The second class of explanations assumes that shakeout is caused by technological developments and thus excessive entry and shakeout do not have a causal link but rather they correlate. Utterback and Suárez (1993) explain shakeout based on the dominant design and the transition that it brings about in innovative activities. Firms that are unable to move towards greater product standardisation and process innovation will not succeed in competition against those who make the transition and they will eventually die. In the Jovanovic and MacDonald (1994) model shakeout is the result of a single major refinement innovation that substantially increases the optimum firm size. As many firms ramp up production to exploit such scale economies the market is overflowed and price drops.
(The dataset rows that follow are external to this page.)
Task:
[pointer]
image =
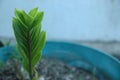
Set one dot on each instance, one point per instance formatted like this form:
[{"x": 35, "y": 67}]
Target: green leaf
[{"x": 29, "y": 36}]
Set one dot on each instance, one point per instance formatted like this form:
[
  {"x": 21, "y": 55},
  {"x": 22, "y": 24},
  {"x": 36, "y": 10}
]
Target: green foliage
[{"x": 29, "y": 36}]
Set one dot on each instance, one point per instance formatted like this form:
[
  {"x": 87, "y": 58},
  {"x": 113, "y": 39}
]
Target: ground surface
[{"x": 49, "y": 69}]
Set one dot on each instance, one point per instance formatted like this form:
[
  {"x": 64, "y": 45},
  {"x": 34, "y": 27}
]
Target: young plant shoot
[{"x": 30, "y": 38}]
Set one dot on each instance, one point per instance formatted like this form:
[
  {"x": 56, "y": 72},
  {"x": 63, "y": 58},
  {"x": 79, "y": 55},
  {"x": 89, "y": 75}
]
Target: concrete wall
[{"x": 69, "y": 19}]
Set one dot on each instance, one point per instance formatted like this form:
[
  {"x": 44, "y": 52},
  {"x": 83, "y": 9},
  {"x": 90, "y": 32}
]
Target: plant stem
[{"x": 30, "y": 56}]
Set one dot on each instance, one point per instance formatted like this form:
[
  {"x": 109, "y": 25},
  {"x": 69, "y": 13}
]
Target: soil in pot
[{"x": 48, "y": 69}]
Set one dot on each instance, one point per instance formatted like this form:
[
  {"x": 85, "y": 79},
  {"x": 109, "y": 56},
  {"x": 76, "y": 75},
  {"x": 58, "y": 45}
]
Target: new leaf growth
[{"x": 30, "y": 38}]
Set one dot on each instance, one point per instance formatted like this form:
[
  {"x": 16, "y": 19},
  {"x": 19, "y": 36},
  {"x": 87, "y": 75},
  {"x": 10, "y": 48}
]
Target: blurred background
[{"x": 95, "y": 23}]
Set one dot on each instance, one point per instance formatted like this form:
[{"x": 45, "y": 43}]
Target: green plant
[{"x": 30, "y": 38}]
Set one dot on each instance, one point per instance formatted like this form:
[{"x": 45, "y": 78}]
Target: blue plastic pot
[{"x": 104, "y": 66}]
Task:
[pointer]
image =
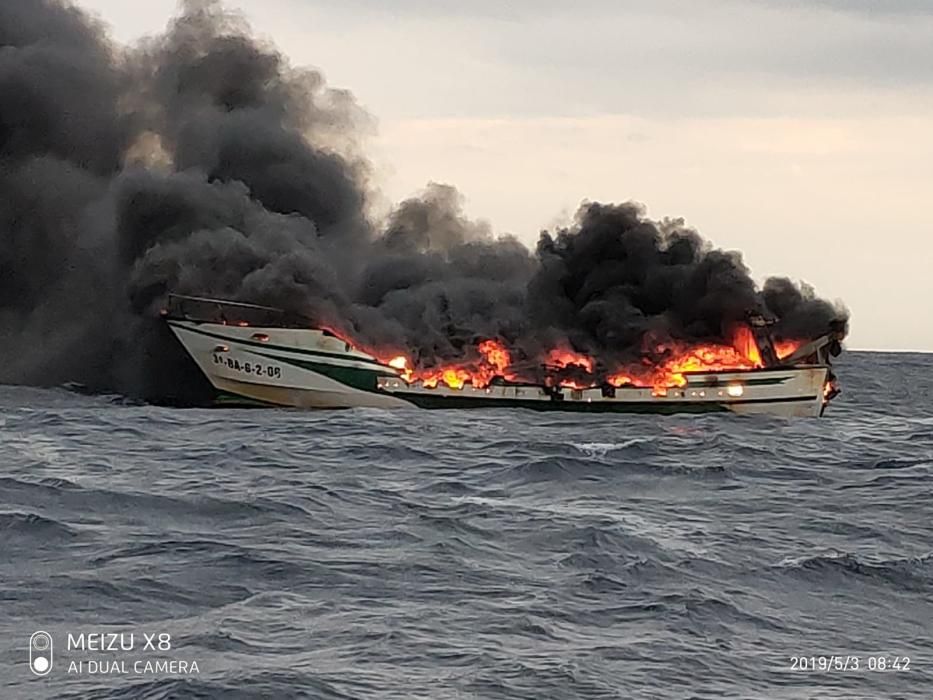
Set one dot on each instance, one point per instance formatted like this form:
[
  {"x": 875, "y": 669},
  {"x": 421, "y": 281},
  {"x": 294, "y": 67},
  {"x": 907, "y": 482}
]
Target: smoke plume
[{"x": 200, "y": 161}]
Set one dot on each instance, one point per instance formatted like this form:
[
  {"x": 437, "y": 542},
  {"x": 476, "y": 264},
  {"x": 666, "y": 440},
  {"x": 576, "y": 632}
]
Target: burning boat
[{"x": 258, "y": 355}]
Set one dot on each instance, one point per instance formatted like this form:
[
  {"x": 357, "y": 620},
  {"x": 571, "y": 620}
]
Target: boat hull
[{"x": 304, "y": 368}]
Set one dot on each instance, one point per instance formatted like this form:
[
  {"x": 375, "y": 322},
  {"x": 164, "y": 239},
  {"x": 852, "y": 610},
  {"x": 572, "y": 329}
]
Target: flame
[
  {"x": 786, "y": 348},
  {"x": 492, "y": 358},
  {"x": 495, "y": 354},
  {"x": 743, "y": 340},
  {"x": 682, "y": 359}
]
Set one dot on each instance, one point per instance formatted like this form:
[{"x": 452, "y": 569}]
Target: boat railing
[{"x": 229, "y": 312}]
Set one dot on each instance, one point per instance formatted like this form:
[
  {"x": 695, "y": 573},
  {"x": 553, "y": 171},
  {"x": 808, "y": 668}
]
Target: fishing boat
[{"x": 259, "y": 355}]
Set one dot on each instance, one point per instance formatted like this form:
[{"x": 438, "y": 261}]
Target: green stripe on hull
[
  {"x": 284, "y": 348},
  {"x": 661, "y": 406},
  {"x": 363, "y": 379}
]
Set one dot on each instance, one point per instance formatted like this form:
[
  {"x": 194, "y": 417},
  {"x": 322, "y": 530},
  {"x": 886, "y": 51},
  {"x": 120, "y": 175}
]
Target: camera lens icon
[{"x": 40, "y": 653}]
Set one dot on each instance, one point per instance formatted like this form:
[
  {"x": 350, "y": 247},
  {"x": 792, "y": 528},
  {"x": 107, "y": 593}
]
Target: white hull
[{"x": 306, "y": 368}]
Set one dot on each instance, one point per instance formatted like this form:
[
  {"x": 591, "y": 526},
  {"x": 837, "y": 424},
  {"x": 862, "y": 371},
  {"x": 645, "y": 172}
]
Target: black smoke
[{"x": 200, "y": 161}]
This causes many firms to exit. Klepper‘s (2002a) theory, on the other hand, is based on dynamic increasing returns to R&D. As large firms benefit most from R&D due to their large output they also tend to perform the most R&D. This gives the incumbents an ever increasing advantage over entrants as they tend to have grown larger and have had more time to perform R&D. The later entrants find it hard to catch up in size and as the price continues to fall the smallest firms and least able innovators exit.

As the shakeout has taken its course the industry reaches ―ultimate structure‖ that is determined by the sequence of events traversed (Gort and Klepper 1982). Utterback and Suárez (1993) call it a point of stability where few large firms have standardised products and stable market shares. For them this is not in any way an ultimate structure but a situation that is waiting for the next technological discontinuity.